2. If you’re in the hospital, please make sure you have a personal advocate, family member, friend, or someone who is concerned about you and can watch out for you. We have had the privilege during this time to meet some dedicated, talented nurses and doctors and hospital staff. We’ve also had to deal with neglect, incompetence, miscommunication, medication mixups, apathy, hostility, and just plain rudeness. It is a scary thing to be a patient in a hospital. You need all the backup you can. Believe me.

My sister wrote everything down - people she talked to and when she talked to them, Mom’s vital signs, condition, improvement or deterioration, tests, what the social worker said, what the doctor said, what the nurse said, what Mom ate at mealtimes, what meds she got (or didn’t get). She started her notebook so she wouldn’t forget all the loads of information she was trying to process, but it turned out to be a detailed journal of Mom’s medical journey. That notebook has been a lifesaver for us - even though it appeared to make the hospital staff quite nervous at times.

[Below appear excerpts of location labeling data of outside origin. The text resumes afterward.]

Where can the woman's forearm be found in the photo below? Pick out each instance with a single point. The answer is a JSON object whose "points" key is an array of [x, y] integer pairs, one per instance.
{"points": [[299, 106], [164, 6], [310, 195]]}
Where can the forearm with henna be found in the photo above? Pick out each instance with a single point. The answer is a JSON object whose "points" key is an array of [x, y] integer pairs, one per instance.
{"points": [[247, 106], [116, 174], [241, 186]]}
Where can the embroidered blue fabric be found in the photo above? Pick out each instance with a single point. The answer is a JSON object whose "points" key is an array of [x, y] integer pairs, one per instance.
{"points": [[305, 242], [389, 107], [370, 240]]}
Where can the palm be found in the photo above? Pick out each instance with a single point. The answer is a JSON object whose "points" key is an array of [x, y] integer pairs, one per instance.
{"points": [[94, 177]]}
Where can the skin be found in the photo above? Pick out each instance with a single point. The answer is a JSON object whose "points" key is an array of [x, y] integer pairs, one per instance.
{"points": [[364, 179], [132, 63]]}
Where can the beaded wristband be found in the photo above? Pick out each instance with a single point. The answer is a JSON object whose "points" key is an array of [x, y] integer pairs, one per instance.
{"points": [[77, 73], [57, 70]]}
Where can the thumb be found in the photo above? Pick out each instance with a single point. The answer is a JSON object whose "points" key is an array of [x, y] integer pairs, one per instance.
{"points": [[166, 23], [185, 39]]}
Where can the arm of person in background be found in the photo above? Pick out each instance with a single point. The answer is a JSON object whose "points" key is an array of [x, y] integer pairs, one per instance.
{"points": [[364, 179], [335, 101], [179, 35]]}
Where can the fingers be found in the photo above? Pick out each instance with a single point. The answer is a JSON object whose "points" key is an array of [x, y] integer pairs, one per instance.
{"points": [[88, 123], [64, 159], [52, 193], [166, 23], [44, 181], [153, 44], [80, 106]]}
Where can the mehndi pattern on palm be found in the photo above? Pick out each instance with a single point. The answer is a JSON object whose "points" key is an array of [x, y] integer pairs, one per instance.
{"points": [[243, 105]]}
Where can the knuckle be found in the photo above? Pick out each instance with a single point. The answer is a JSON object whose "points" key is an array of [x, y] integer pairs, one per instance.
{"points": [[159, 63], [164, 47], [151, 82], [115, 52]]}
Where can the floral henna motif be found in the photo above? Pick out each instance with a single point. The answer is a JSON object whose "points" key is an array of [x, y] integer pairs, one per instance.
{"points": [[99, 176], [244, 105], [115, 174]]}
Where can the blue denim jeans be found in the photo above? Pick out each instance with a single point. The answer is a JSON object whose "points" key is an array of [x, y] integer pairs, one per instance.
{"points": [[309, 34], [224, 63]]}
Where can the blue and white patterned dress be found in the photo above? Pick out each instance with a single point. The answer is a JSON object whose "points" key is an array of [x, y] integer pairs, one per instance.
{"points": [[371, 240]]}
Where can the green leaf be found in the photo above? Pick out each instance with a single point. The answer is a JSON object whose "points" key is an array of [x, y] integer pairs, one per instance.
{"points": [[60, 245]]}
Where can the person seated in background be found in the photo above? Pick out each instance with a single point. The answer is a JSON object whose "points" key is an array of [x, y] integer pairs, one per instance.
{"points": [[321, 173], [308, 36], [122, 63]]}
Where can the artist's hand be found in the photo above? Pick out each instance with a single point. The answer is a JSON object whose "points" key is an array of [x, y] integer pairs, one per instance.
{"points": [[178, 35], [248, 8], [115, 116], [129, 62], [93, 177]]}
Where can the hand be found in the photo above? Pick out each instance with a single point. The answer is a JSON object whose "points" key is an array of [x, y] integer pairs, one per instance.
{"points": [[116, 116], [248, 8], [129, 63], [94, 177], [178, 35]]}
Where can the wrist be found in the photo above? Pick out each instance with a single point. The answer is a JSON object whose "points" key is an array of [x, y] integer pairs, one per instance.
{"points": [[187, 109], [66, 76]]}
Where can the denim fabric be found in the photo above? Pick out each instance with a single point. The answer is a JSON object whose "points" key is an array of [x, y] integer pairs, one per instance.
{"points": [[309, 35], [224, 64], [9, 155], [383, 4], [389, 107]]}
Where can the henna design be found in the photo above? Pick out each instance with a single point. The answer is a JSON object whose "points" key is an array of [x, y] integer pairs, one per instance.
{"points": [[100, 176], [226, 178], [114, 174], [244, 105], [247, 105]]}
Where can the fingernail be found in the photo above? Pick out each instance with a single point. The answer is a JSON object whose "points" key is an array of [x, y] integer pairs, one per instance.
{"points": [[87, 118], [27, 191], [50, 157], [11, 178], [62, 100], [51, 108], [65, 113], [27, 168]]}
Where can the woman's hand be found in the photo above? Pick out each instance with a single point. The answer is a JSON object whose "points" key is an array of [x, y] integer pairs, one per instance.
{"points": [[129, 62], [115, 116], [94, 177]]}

3. If life goes according its customary route, we will all get old. Plan for it. I’m not talking just about retirement living expenses, folks. I’m talking about Living Wills, regular wills, powers-of-attorney, names on bank accounts, Medicaid supplements, insurance policies - the works. Organize your information so it is easily retrievable in case of emergency, remembering to shred old documents with personal information. Fortunately, our mother still has a sharp mind and can tell us where to find these things. Some aren’t so lucky. I often use our dad as a role model. He was the epitome of organization, keeping meticulous detailed records of, for instance, utility bills that were 30 years old. He could track decades of expenses. When he died unexpectedly at age 64, we looked in his file cabinet and there was a folder marked “Death” with all the funeral/burial information we needed. Do you have loved ones? Plan ahead. Please.

4. One word - Friends. These are the times when you rely on your friends. From e-mails of support to phone calls to visits to referrals - our friends have been there. Mom, my sister, and I have the most amazing circle of friends, many of them the result of lifelong relationships, unbreakable bonds. Thank God for friends.

4. Just one more word - Family. If you grew up in an abusive or dismal household, try to break the pattern and change that for those you are responsible for. If you grew up in an incredibly supportive household, please pass that spirit on. Our family, always close, has grown closer through this maze of hospitalization, rehab, placement, with so much up in the air and so many details to attend to. My sister, who is local to Mom, has handled the brunt of this mess with responsibility and caring. I love you, Joy, and I am so proud of you. I know it’s been hard and will probably get harder. Hang in there.

So in essence, in the midst of feeling lost and heartbroken and worried, the only thing you can do in a situation like this is learn what you can and pass on what you learn. Consider it passed.